You Don't Need a 'Main' Form

Tuesday 30 November, 2004, 02:39 PM

A Windows Forms question that seems to crop up a lot on newsgroups and mailing lists is:

How do I hide my main form?

While it's a frequently asked question, on closer inspection it usually turns out to be the wrong question.

The context for the question is usually that someone wants the application to run as an icon in the notification area. (Also sometimes called, incorrectly, the system tray.) They don't actually want a window to appear when they run the application, or be able to continue running when all windows are closed.

So they try to make it invisible, or mess with its ShowInTaskBar property, and go through all sorts of hoops to make sure that the main form doesn't appear anywhere.

These people would have had a much easier time of it if only they had known this simple but useful fact:

You don't have to have a main form.

You get to choose whether or not to have a main form when you start the event loop in Windows Forms.
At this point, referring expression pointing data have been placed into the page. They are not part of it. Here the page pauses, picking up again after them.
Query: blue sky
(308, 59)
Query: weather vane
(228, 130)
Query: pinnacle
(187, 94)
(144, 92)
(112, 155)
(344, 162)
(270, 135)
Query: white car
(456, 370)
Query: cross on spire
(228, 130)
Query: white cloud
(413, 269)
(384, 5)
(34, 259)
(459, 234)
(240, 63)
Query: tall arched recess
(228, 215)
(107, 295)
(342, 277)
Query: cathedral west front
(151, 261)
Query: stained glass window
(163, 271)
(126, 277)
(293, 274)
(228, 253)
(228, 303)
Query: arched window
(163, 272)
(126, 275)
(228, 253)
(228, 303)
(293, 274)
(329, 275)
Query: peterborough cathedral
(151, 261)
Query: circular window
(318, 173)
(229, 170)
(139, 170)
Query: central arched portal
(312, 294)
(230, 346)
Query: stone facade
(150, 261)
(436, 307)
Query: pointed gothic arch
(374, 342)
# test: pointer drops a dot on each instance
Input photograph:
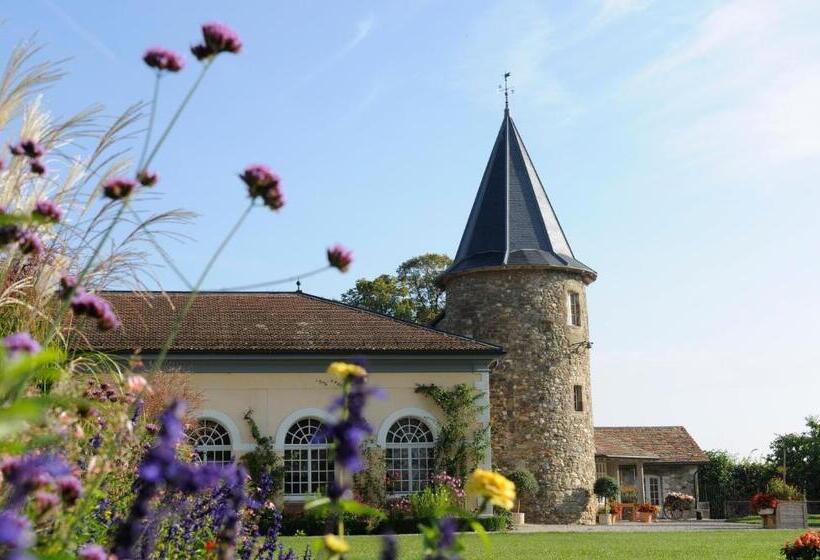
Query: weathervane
(507, 91)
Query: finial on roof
(507, 91)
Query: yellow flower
(497, 489)
(335, 545)
(343, 370)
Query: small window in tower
(574, 309)
(579, 398)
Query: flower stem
(178, 113)
(151, 118)
(190, 301)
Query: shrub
(606, 487)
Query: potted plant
(647, 513)
(525, 485)
(606, 488)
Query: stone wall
(534, 422)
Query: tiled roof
(266, 322)
(665, 444)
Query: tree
(802, 458)
(411, 294)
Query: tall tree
(411, 293)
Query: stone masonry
(534, 421)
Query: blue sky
(678, 141)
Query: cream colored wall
(275, 396)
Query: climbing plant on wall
(462, 442)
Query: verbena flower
(163, 59)
(339, 257)
(118, 187)
(218, 38)
(29, 243)
(147, 178)
(29, 148)
(492, 486)
(265, 184)
(20, 342)
(92, 552)
(97, 308)
(47, 210)
(15, 534)
(37, 166)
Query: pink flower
(118, 187)
(47, 210)
(37, 166)
(163, 59)
(136, 384)
(218, 38)
(264, 183)
(339, 257)
(147, 178)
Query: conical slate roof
(512, 222)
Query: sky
(678, 142)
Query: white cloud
(742, 89)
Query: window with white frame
(409, 455)
(309, 467)
(574, 309)
(212, 442)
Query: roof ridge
(398, 320)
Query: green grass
(814, 520)
(715, 545)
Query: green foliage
(802, 451)
(369, 484)
(411, 294)
(263, 463)
(461, 443)
(784, 491)
(606, 487)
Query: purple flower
(29, 243)
(20, 342)
(37, 166)
(15, 531)
(70, 488)
(28, 148)
(264, 183)
(218, 38)
(339, 257)
(97, 308)
(92, 552)
(118, 187)
(47, 210)
(163, 59)
(147, 178)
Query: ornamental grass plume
(163, 59)
(492, 487)
(339, 257)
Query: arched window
(409, 455)
(212, 442)
(308, 466)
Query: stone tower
(515, 282)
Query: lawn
(814, 520)
(716, 545)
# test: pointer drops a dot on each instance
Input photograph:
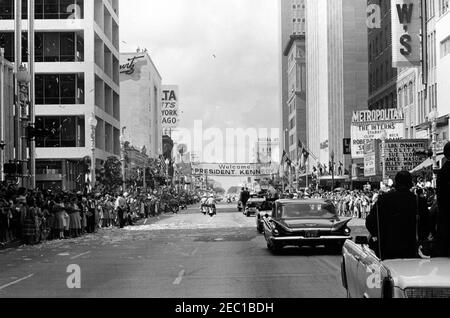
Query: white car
(364, 275)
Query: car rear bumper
(298, 240)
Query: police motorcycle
(204, 205)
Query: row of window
(445, 47)
(49, 46)
(45, 9)
(60, 132)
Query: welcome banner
(234, 170)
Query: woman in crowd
(59, 220)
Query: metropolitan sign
(370, 125)
(170, 107)
(406, 33)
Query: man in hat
(392, 222)
(443, 198)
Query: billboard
(234, 170)
(170, 107)
(402, 155)
(370, 125)
(370, 159)
(406, 33)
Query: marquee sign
(234, 170)
(370, 125)
(406, 33)
(170, 107)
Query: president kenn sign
(406, 34)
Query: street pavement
(188, 255)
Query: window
(62, 89)
(60, 132)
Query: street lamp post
(332, 169)
(93, 122)
(433, 117)
(383, 154)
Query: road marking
(194, 252)
(78, 256)
(178, 280)
(16, 282)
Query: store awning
(426, 164)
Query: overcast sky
(235, 89)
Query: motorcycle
(211, 211)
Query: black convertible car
(305, 223)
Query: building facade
(337, 74)
(382, 76)
(292, 22)
(140, 96)
(296, 73)
(267, 150)
(6, 114)
(77, 86)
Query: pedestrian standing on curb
(443, 202)
(393, 222)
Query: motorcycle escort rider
(211, 203)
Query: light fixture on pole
(122, 158)
(383, 155)
(433, 117)
(93, 122)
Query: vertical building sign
(170, 108)
(406, 33)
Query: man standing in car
(443, 200)
(393, 221)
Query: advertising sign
(234, 170)
(406, 33)
(370, 163)
(402, 155)
(170, 107)
(370, 125)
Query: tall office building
(292, 23)
(77, 85)
(140, 95)
(337, 73)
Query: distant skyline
(223, 55)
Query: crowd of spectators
(32, 217)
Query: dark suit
(397, 219)
(443, 217)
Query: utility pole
(17, 65)
(32, 110)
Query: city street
(187, 255)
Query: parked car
(253, 206)
(305, 223)
(364, 275)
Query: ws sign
(406, 33)
(170, 107)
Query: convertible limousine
(364, 275)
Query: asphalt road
(188, 255)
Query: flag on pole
(286, 159)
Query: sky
(223, 55)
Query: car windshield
(309, 211)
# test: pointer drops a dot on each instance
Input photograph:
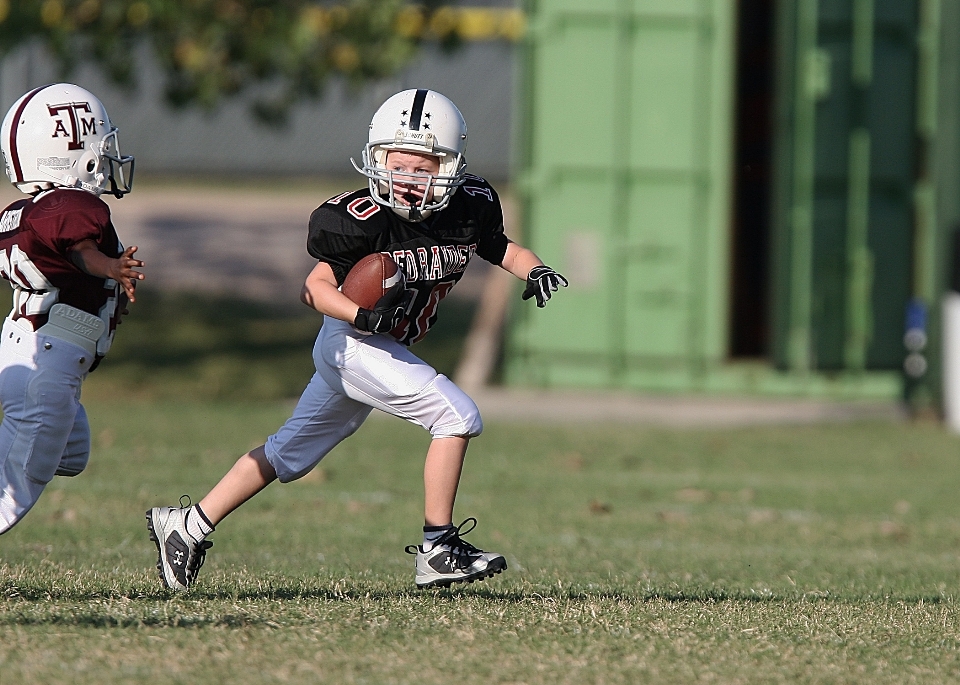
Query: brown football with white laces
(371, 278)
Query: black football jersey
(432, 253)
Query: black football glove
(542, 281)
(386, 315)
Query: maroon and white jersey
(432, 253)
(36, 236)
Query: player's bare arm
(320, 291)
(519, 260)
(542, 281)
(122, 269)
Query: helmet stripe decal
(14, 154)
(419, 99)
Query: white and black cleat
(179, 555)
(452, 560)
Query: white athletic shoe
(452, 560)
(179, 555)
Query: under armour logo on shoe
(177, 552)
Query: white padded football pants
(355, 374)
(44, 430)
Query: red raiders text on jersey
(36, 235)
(432, 253)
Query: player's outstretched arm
(320, 292)
(542, 281)
(123, 269)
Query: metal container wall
(625, 181)
(844, 229)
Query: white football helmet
(421, 121)
(60, 136)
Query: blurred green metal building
(746, 197)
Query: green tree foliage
(280, 50)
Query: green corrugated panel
(847, 164)
(625, 179)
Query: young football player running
(421, 208)
(71, 280)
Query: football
(371, 278)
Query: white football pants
(355, 374)
(44, 430)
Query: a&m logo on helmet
(81, 119)
(60, 135)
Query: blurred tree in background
(277, 51)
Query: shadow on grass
(37, 606)
(221, 348)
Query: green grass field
(822, 554)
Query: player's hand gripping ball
(377, 285)
(542, 281)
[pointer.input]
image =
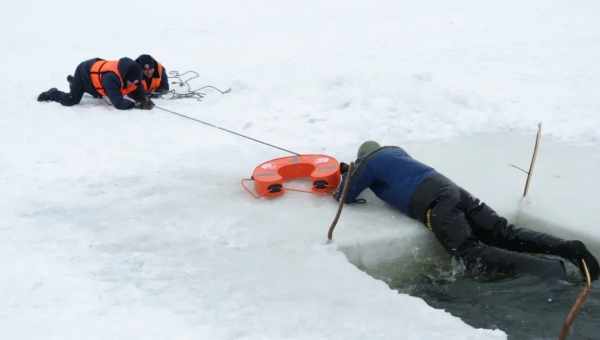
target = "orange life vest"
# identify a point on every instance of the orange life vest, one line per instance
(155, 82)
(101, 67)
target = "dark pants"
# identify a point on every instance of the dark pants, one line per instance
(473, 232)
(79, 84)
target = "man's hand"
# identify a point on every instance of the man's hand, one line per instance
(575, 251)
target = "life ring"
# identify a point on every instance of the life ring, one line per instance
(323, 171)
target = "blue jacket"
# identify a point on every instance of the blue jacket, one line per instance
(391, 173)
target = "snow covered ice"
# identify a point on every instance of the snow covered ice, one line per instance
(132, 224)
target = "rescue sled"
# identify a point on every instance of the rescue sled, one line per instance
(269, 177)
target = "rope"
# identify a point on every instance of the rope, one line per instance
(224, 129)
(578, 304)
(179, 80)
(341, 205)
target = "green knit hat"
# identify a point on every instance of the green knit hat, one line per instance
(366, 148)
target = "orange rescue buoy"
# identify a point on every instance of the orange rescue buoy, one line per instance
(323, 171)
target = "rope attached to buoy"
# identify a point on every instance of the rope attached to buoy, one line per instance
(341, 205)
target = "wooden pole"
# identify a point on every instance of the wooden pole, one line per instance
(533, 158)
(341, 205)
(578, 304)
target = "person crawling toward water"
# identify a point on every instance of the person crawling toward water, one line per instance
(467, 228)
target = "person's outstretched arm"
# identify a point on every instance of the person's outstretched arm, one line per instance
(360, 179)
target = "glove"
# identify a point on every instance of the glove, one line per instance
(147, 104)
(575, 251)
(343, 168)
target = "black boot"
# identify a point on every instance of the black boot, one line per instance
(49, 95)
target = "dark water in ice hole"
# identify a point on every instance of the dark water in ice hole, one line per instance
(524, 307)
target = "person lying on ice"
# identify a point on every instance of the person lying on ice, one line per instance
(466, 227)
(156, 81)
(102, 78)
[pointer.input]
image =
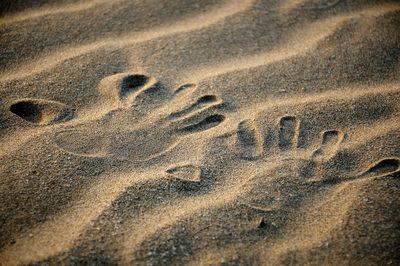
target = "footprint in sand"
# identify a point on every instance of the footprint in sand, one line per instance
(146, 120)
(292, 172)
(41, 112)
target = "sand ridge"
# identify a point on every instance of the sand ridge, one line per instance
(200, 132)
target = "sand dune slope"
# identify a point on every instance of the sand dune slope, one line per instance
(200, 132)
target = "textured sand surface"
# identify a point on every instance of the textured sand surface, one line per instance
(251, 132)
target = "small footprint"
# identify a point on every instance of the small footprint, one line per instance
(382, 168)
(41, 112)
(186, 172)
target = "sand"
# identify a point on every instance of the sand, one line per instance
(206, 132)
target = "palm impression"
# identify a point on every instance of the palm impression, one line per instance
(292, 172)
(144, 120)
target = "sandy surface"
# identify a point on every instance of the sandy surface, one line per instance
(205, 132)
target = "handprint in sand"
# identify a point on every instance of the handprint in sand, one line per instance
(146, 119)
(291, 172)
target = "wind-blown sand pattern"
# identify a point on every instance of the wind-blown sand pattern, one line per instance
(200, 132)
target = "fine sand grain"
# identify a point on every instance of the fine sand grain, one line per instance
(207, 132)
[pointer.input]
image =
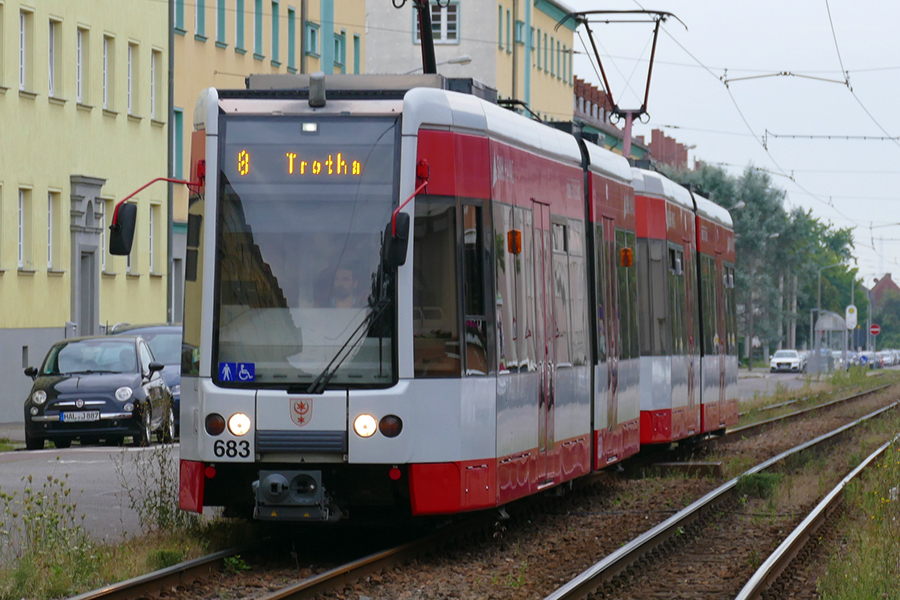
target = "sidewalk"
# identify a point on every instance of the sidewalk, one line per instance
(14, 432)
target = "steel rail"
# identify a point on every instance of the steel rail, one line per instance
(769, 572)
(612, 565)
(803, 399)
(153, 583)
(756, 427)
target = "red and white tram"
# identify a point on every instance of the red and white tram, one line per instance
(550, 314)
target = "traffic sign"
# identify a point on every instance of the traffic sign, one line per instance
(850, 316)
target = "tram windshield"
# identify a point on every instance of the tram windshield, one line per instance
(303, 205)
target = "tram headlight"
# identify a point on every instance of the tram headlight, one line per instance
(365, 425)
(390, 426)
(215, 424)
(239, 424)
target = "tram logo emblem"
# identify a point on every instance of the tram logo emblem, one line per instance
(301, 411)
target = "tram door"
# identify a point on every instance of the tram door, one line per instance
(544, 329)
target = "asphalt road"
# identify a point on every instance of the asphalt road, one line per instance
(95, 473)
(95, 479)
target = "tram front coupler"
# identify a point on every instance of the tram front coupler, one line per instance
(292, 496)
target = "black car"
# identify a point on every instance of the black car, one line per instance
(168, 348)
(98, 388)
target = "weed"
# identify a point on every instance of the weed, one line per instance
(758, 485)
(164, 557)
(150, 478)
(235, 565)
(46, 552)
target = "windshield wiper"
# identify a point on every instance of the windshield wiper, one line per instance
(319, 383)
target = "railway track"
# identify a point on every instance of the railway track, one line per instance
(345, 574)
(620, 570)
(774, 575)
The VS.NET wizards tend to give you something like this:

Application.Run(new Form1());

If you pass in a form to Application.Run like this, that form will be designated as the 'main form', and the application will run until that form closes. So how do you run without the main form? It's really rather simple:

Application.Run();

This means your application will run until you call Application.Exit(), so you'll need to make sure you do that at some point. The usual way to do that is that you'll create a NotifyIcon, and give it a menu item with an 'Exit' item, and quit the application from there. Obviously you need to set up that NotifyIcon before you call Application.Run.

The only moderately tricky aspect of this is handling shutdowns and logouts. If you have a main form, your application will end up exiting when the user logs out or shuts down. But if your application doesn't have a main form, you need to detect when this happens and exit. It's not hard to do this, you just need to remember to do it - if you don't you'll slow users down when they log out - Windows will wait a few seconds for your application to exit, and eventually ask if the user wants to nuke it, claiming that it seems to have crashed. You probably don't want your users to think your application crashes whenever Windows shuts down... So you just need to handle the SessionEnded event on the Microsoft.Win32.SystemEvents class.